Brightseed has announced the formation of a Bioactives Coalition to advance education and advocacy of bioactive compounds among food and health industries, consumers and policymakers. The announcement comes in advance of the American Society for Nutrition’s (ASN) annual conference, Nutrition 2023, July 22 – 25, in Boston, where Brightseed will host a satellite symposium on July 23, “The Scientific Evolution of Bioactives in Human Health, Current Challenges, and the Path Ahead Illuminated by AI-Driven Science.”
“Given the advancement in science and technology, the time is ripe to help build a widely accepted consensus on the definition and role of bioactive compounds for integration into dietary guidelines or current regulatory frameworks,” says Jan-Willem Van Klinken, Brightseed’s senior vice president of Scientific and Medical Affairs. “Bioactives are the ‘missing good’ in our food system and a core component required for proactive and preventative health. With the tools and research momentum available today, we can go beyond vitamins, minerals and proteins and begin including bioactives as an important part of nutrition and in modern medical education.”

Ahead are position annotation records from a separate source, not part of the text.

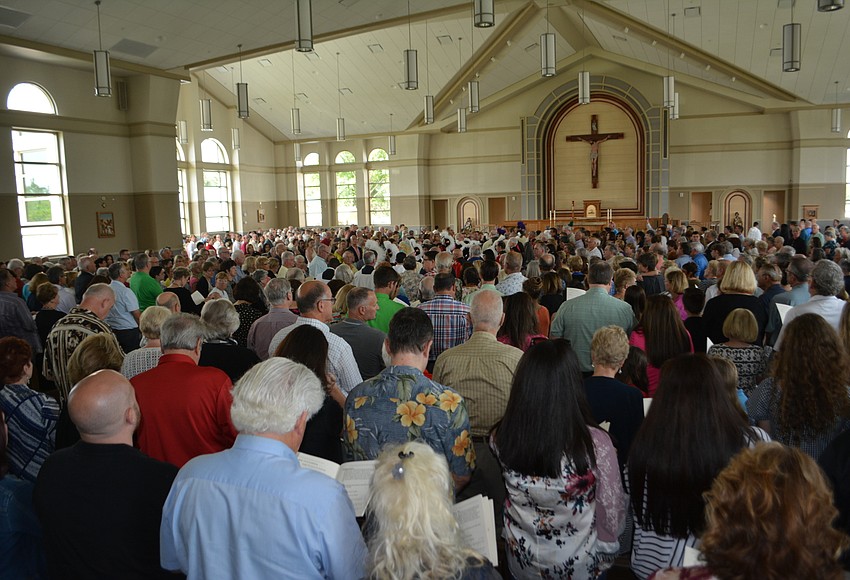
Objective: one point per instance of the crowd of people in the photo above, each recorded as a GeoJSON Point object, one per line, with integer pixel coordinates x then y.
{"type": "Point", "coordinates": [619, 394]}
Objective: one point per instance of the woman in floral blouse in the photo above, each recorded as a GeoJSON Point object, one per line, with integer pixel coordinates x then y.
{"type": "Point", "coordinates": [565, 508]}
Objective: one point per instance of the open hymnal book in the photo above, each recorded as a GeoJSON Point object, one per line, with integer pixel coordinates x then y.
{"type": "Point", "coordinates": [355, 476]}
{"type": "Point", "coordinates": [478, 526]}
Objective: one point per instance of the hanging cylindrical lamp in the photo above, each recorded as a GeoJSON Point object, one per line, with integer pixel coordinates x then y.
{"type": "Point", "coordinates": [241, 92]}
{"type": "Point", "coordinates": [429, 109]}
{"type": "Point", "coordinates": [474, 103]}
{"type": "Point", "coordinates": [461, 120]}
{"type": "Point", "coordinates": [791, 44]}
{"type": "Point", "coordinates": [836, 114]}
{"type": "Point", "coordinates": [102, 72]}
{"type": "Point", "coordinates": [583, 87]}
{"type": "Point", "coordinates": [669, 91]}
{"type": "Point", "coordinates": [391, 140]}
{"type": "Point", "coordinates": [484, 13]}
{"type": "Point", "coordinates": [304, 21]}
{"type": "Point", "coordinates": [182, 132]}
{"type": "Point", "coordinates": [830, 5]}
{"type": "Point", "coordinates": [547, 54]}
{"type": "Point", "coordinates": [411, 70]}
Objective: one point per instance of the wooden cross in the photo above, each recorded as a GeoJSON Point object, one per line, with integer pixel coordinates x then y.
{"type": "Point", "coordinates": [594, 139]}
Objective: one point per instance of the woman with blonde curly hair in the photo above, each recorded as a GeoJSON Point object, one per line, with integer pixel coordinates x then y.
{"type": "Point", "coordinates": [411, 531]}
{"type": "Point", "coordinates": [769, 516]}
{"type": "Point", "coordinates": [805, 402]}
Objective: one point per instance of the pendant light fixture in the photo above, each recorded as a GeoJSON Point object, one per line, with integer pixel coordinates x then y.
{"type": "Point", "coordinates": [547, 49]}
{"type": "Point", "coordinates": [472, 86]}
{"type": "Point", "coordinates": [411, 62]}
{"type": "Point", "coordinates": [670, 80]}
{"type": "Point", "coordinates": [484, 13]}
{"type": "Point", "coordinates": [340, 122]}
{"type": "Point", "coordinates": [102, 73]}
{"type": "Point", "coordinates": [830, 5]}
{"type": "Point", "coordinates": [206, 109]}
{"type": "Point", "coordinates": [461, 111]}
{"type": "Point", "coordinates": [791, 44]}
{"type": "Point", "coordinates": [429, 98]}
{"type": "Point", "coordinates": [294, 112]}
{"type": "Point", "coordinates": [583, 76]}
{"type": "Point", "coordinates": [836, 113]}
{"type": "Point", "coordinates": [304, 21]}
{"type": "Point", "coordinates": [391, 140]}
{"type": "Point", "coordinates": [241, 91]}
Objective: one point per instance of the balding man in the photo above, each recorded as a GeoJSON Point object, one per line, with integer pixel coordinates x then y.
{"type": "Point", "coordinates": [224, 506]}
{"type": "Point", "coordinates": [100, 501]}
{"type": "Point", "coordinates": [83, 321]}
{"type": "Point", "coordinates": [315, 305]}
{"type": "Point", "coordinates": [169, 300]}
{"type": "Point", "coordinates": [186, 407]}
{"type": "Point", "coordinates": [278, 293]}
{"type": "Point", "coordinates": [482, 370]}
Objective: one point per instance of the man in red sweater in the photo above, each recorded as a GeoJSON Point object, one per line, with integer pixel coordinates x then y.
{"type": "Point", "coordinates": [185, 408]}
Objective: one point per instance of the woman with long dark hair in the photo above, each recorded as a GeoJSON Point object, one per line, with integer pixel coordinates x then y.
{"type": "Point", "coordinates": [564, 509]}
{"type": "Point", "coordinates": [308, 346]}
{"type": "Point", "coordinates": [661, 334]}
{"type": "Point", "coordinates": [805, 402]}
{"type": "Point", "coordinates": [690, 433]}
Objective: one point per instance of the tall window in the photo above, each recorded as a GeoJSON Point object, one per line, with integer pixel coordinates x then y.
{"type": "Point", "coordinates": [216, 187]}
{"type": "Point", "coordinates": [38, 177]}
{"type": "Point", "coordinates": [379, 189]}
{"type": "Point", "coordinates": [312, 193]}
{"type": "Point", "coordinates": [182, 194]}
{"type": "Point", "coordinates": [346, 191]}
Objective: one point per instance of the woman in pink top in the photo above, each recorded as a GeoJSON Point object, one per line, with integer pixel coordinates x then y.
{"type": "Point", "coordinates": [661, 334]}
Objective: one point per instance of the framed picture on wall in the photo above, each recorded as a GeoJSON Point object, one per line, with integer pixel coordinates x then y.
{"type": "Point", "coordinates": [105, 224]}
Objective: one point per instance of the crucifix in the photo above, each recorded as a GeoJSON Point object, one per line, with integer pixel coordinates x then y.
{"type": "Point", "coordinates": [594, 139]}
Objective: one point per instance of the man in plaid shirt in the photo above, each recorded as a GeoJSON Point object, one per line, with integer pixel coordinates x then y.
{"type": "Point", "coordinates": [450, 317]}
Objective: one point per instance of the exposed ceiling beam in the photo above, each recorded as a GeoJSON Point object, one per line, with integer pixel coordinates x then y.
{"type": "Point", "coordinates": [621, 20]}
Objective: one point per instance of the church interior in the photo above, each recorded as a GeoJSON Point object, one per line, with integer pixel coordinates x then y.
{"type": "Point", "coordinates": [546, 111]}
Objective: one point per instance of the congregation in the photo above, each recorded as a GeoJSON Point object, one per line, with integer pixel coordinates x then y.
{"type": "Point", "coordinates": [624, 397]}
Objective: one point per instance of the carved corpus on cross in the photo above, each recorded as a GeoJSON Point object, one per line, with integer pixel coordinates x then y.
{"type": "Point", "coordinates": [594, 139]}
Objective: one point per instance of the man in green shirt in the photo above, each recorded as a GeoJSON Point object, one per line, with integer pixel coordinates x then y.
{"type": "Point", "coordinates": [386, 287]}
{"type": "Point", "coordinates": [143, 285]}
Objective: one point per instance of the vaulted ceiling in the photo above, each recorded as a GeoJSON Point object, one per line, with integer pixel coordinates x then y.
{"type": "Point", "coordinates": [732, 46]}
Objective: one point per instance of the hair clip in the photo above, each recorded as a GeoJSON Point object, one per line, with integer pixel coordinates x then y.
{"type": "Point", "coordinates": [398, 468]}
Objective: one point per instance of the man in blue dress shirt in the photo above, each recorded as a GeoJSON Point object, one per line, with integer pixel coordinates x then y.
{"type": "Point", "coordinates": [252, 511]}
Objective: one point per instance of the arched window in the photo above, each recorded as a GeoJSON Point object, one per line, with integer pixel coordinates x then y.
{"type": "Point", "coordinates": [216, 186]}
{"type": "Point", "coordinates": [346, 191]}
{"type": "Point", "coordinates": [379, 188]}
{"type": "Point", "coordinates": [30, 97]}
{"type": "Point", "coordinates": [182, 194]}
{"type": "Point", "coordinates": [312, 192]}
{"type": "Point", "coordinates": [39, 176]}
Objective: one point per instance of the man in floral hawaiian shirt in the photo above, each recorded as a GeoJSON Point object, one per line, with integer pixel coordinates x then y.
{"type": "Point", "coordinates": [401, 404]}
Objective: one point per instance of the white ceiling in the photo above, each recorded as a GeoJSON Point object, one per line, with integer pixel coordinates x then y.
{"type": "Point", "coordinates": [728, 43]}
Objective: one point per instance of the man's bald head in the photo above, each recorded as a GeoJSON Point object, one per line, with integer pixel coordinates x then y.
{"type": "Point", "coordinates": [103, 407]}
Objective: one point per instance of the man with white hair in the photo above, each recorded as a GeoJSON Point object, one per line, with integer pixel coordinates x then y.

The Bioactives Coalition facilitates interactions among food and health system leaders who champion the adoption of bioactive compounds into U.S. dietary guidelines. The Coalition also aims to educate on the mounting scientific evidence, advancements in research and discovery, and key perspectives to inform bioactive use and regulation in functional food, beverage and supplements.
Bioactives Coalition members include researchers and experts working at the intersection of agriculture, food and health:
- Jed W. Fahey M.S., Sc.D – John Hopkins nutritional biochemist whose research on plant-based nutrition targets chronic disease prevention
- Mark Hyman, M.D. – founder and senior advisor for the Cleveland Clinic Center for Functional Medicine; founder and director of The UltraWellness Center; host of The Doctor’s Farmacy Podcast
- Taylor C. Wallace, Ph.D., CFS, FACN – principal and CEO of the Think Healthy Group; co-author of the first North American guideline and intake recommendation for flavan-3-ols
- Katie Stebbins – executive director of The Food & Nutrition Innovation Institute at Tufts University
- Ashlie Burkart, M.D., CM – Chief Scientific Officer at Germin8 Ventures; Associate with the Belfer Center's Environment and Natural Resources Program, Harvard Kennedy School
- Chef Robert E. Graham, M.D., MPH – Harvard-trained researcher and physician, public health scientist, food activist and founder of FRESH Medicine and FRESH Med U
- Jennifer Kelly, Ph.D. – nutrition director at Food Systems For The Future Science has long known that bioactive compounds in plants and other natural sources are critical to human health, yet due to the complexity of understanding their direct impact on human biology, they are often referred to as the “dark matter” of nutrition.
Existing clinical evidence and AI-enabled advancements in R&D are contributing to reevaluating bioactives for industry and consumer health use cases. In 2022, the Academy of Nutrition and Dietetics led the development of the first-ever North American guideline and daily intake recommendation for flavan-3-ols, a watershed moment for the recognition of bioactives, which outlines 400-600 mg per day recommendation from foods such as tea, berries, cocoa, apples, pears and cinnamon. The paper, co-authored by coalition member Dr. Taylor Wallace serves as a framework for future bioactives recommendations, as artificial intelligence is accelerating new health insights and expanding bioactive sources quickly.
Brightseed’s symposium at Nutrition 2023 will take place on July 23, from 12:00 – 1:30 p.m. ET, and will include three speaker presentations, a panel discussion, and a Q&A with academics, government and industry leaders on the role of bioactives in human health and current challenges that prevent a universal understanding of their dietary value. In addition, Brightseed will also present a poster: “Nutrient Composition Analysis of Multiple Batches of Hemp Hulls to Help Leverage Their Commercial Potential for Unique Delivery of Dietary Fiber and Bioactives.”